A total of 134 patients with cervical OPLL were enrolled, including 36 patients with mild CMS (Goutallier grade >0 to 1.0), 47 patients with moderate CMS (grade 1.5 to 2.0), and 38 patients with severe CMS (grade 2.5 to 4.0). All patients were Han Chinese. The mean age differed significantly among the groups (p = 0.004), whereas the other demographic characteristics were comparable among the groups. CMS severity was significantly associated with the OPLL occupancy ratio. Significant differences were found in the postoperative changes in C2-C7 lordosis angle, C2-C7 SVA, C2 slope, and T1 slope among the groups.

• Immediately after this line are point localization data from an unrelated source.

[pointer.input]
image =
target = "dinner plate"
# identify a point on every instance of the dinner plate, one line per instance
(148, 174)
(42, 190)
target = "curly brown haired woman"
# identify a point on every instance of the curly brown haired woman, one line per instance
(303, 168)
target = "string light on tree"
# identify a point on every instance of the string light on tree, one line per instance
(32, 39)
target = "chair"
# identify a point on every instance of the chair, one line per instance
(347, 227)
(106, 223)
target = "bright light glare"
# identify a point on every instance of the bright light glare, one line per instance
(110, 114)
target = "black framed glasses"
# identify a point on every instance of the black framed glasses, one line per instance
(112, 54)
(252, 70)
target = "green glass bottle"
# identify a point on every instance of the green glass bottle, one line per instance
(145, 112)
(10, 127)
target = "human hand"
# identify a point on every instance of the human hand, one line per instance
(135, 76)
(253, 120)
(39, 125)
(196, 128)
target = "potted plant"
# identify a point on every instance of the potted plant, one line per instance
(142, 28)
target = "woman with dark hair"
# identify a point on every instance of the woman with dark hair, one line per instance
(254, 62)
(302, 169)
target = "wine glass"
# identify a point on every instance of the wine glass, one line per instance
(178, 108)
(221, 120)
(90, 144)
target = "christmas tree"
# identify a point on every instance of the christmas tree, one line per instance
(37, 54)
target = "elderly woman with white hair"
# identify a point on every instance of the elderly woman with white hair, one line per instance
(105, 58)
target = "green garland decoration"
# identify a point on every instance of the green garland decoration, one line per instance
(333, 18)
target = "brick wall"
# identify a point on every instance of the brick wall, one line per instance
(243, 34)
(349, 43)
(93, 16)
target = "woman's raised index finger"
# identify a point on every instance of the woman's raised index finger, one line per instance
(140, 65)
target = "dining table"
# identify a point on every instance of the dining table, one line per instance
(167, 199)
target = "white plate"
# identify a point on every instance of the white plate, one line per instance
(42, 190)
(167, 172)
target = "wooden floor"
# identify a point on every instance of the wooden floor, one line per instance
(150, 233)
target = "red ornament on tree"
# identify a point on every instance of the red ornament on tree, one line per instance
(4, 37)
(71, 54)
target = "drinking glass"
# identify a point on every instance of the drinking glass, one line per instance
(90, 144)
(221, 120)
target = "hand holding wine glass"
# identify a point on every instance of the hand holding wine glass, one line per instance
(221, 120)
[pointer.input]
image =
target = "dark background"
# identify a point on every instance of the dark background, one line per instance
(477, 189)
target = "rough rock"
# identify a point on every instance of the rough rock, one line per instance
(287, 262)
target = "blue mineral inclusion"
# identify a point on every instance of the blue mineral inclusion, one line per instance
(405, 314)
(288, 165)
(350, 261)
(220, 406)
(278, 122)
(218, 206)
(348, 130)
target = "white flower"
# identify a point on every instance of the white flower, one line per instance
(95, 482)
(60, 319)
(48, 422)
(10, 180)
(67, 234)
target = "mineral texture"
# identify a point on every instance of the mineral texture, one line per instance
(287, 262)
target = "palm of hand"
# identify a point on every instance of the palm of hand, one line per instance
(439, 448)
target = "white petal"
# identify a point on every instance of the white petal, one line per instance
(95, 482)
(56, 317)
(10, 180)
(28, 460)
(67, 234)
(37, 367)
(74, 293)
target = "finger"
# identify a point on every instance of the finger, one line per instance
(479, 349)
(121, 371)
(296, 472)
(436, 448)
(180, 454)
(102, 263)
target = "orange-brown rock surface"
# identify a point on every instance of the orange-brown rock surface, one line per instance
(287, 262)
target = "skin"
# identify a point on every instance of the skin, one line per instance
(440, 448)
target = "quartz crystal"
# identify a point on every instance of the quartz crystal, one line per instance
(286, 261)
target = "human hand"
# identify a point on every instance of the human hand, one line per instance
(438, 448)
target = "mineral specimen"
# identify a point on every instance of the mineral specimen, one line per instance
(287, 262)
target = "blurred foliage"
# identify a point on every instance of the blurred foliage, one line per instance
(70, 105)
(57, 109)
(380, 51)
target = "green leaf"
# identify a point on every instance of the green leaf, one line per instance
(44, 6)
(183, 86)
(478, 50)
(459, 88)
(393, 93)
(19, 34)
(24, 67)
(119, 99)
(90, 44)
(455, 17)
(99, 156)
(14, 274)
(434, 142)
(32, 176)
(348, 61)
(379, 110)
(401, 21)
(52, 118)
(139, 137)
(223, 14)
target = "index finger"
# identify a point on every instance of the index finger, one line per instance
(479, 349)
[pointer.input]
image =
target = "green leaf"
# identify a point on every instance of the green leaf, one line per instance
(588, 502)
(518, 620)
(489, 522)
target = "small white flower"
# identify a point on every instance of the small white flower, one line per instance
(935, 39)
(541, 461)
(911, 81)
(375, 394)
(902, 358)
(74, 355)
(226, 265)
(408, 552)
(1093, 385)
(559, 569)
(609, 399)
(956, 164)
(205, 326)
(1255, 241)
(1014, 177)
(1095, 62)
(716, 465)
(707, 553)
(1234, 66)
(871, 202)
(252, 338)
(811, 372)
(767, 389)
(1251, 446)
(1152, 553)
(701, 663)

Greater CMS severity was associated with worse NDI and VAS neck pain scores at the latest follow-up.

CONCLUSIONS

In a uniform cohort of patients who underwent laminoplasty for cervical OPLL, CMS had a negative impact on CSA and PROs. These findings highlight the potential value of preoperative assessment of CMS in this patient population.

LEVEL OF EVIDENCE

Prognostic Level III . See Instructions for Authors for a complete description of levels of evidence.